[SERVER-75531] EVG tasks wrongly marked as system unresponsive Created: 31/Mar/23 Updated: 19/May/23 Resolved: 19/Apr/23 |
|
| Status: | Closed |
| Project: | Core Server |
| Component/s: | Testing Infrastructure |
| Affects Version/s: | None |
| Fix Version/s: | 7.1.0-rc0 |
| Type: | Bug | Priority: | Critical - P2 |
| Reporter: | Tommaso Tocci | Assignee: | Daniel Moody |
| Resolution: | Done | Votes: | 0 |
| Labels: | None | ||
| Remaining Estimate: | Not Specified | ||
| Time Spent: | Not Specified | ||
| Original Estimate: | Not Specified | ||
| Attachments: |
|
||||||||||||||||||||
| Issue Links: |
|
||||||||||||||||||||
| Backwards Compatibility: | Fully Compatible | ||||||||||||||||||||
| Operating System: | ALL | ||||||||||||||||||||
| Participants: | |||||||||||||||||||||
| Description |
|
Recently I saw an increased number of tasks marked as SYSTEM UNRESPONSIVE. It seems that in some cases those tasks were executing tests that actually failed but the task is wrongly labeled and the real error is swallowed.
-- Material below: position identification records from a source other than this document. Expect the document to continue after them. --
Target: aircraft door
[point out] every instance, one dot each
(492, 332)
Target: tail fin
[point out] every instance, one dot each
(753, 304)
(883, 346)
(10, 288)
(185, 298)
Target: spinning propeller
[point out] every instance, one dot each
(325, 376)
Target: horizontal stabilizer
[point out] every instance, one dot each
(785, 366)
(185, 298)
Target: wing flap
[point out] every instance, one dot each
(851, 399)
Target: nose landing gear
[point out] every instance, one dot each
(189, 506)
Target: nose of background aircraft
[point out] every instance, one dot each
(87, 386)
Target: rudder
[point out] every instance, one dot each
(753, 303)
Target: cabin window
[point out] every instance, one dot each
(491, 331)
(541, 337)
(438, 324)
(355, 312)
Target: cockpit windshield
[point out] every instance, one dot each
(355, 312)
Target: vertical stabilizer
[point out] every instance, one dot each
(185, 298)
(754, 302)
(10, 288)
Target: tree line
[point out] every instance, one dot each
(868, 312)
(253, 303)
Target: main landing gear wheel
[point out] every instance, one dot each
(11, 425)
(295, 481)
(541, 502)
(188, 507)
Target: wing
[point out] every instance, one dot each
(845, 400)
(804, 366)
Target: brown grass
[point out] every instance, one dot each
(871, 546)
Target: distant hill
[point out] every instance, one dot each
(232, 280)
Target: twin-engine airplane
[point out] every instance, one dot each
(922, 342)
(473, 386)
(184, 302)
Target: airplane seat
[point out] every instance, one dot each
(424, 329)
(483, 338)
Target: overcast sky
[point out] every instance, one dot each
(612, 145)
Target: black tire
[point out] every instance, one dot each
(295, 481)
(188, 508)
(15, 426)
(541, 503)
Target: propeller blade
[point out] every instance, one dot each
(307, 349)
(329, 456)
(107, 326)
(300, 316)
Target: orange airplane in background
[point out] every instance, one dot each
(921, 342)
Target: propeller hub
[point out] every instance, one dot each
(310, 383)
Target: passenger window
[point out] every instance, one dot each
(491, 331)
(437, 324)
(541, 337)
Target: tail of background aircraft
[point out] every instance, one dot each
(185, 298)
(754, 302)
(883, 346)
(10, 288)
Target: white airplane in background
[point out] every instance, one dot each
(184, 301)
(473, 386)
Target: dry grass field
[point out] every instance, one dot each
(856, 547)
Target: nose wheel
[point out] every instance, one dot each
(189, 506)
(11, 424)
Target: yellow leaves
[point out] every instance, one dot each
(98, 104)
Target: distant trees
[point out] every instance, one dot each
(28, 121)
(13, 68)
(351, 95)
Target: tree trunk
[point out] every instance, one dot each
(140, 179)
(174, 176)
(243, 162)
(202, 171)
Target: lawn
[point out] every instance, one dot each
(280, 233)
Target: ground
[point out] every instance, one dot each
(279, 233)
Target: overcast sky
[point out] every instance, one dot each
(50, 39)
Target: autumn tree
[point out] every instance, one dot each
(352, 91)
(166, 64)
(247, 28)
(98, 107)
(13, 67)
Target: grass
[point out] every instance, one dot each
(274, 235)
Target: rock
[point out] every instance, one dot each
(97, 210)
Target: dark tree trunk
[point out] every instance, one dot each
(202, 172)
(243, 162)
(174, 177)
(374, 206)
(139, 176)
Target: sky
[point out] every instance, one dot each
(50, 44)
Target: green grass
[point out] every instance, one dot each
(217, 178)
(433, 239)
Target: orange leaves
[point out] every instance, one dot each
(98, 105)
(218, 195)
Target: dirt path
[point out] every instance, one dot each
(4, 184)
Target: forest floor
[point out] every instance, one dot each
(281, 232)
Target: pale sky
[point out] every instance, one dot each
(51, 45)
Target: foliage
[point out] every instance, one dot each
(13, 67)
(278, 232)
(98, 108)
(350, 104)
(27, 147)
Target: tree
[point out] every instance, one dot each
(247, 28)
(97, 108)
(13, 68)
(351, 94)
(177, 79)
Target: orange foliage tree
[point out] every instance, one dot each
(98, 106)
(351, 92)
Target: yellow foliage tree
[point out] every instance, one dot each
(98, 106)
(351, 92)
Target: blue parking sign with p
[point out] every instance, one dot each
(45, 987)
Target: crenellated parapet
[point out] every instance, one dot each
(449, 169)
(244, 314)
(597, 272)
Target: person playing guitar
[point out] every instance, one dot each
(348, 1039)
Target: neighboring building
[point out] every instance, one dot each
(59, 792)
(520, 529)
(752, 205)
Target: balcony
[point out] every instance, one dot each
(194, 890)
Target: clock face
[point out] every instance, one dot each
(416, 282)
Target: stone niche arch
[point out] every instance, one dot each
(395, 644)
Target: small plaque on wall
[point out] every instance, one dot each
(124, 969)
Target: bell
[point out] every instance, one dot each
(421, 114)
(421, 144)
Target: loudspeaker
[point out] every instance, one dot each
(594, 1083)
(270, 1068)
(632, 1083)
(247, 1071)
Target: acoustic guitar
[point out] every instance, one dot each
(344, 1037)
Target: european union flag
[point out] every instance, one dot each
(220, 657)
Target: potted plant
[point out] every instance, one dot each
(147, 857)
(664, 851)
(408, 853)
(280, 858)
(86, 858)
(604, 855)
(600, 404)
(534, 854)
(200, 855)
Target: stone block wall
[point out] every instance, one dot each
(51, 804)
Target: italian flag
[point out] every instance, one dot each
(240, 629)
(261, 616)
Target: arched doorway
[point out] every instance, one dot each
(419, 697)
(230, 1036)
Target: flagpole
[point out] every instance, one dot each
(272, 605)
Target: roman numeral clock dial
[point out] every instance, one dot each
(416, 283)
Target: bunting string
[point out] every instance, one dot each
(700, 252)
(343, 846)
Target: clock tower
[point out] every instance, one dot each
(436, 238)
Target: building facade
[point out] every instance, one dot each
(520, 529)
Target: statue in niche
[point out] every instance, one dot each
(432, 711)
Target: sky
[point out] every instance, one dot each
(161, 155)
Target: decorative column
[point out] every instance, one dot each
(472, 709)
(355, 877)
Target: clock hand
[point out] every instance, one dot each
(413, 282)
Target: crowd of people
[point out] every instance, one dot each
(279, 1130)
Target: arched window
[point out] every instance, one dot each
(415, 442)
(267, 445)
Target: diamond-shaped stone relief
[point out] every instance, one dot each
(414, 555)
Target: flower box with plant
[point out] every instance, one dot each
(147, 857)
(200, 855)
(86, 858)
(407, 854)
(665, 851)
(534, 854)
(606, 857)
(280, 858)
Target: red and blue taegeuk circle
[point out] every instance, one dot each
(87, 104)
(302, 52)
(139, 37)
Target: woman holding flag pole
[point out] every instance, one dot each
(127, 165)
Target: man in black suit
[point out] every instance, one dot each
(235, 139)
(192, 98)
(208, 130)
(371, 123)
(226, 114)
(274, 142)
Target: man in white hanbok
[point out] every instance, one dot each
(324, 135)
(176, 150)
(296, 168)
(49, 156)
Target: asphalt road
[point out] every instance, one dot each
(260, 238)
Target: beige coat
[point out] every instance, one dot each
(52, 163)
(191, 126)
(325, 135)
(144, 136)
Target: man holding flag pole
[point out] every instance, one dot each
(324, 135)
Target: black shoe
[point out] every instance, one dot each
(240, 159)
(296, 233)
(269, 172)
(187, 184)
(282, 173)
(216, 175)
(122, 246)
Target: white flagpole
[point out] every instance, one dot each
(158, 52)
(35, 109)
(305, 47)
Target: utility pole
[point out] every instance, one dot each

For instance recently the serverless suite keep failing consistently with SYSTEM UNRESPONSIVE. I've analyzed this task and I noticed that job3 was executing change_collection_server_stats.js (jobs logs) actually failed with:
But this error is not reported in the task logs nor in the evergreen UI. |
| Comments |
| Comment by Daniel Moody [ 19/Apr/23 ] | |||||||
|
Closing this as the underlying issues have been spun off to different tickets/projects. In the general case of this issue we have created EVG-19607 for evergreen to ensure the host does not become unresponsive from bad actor tasks.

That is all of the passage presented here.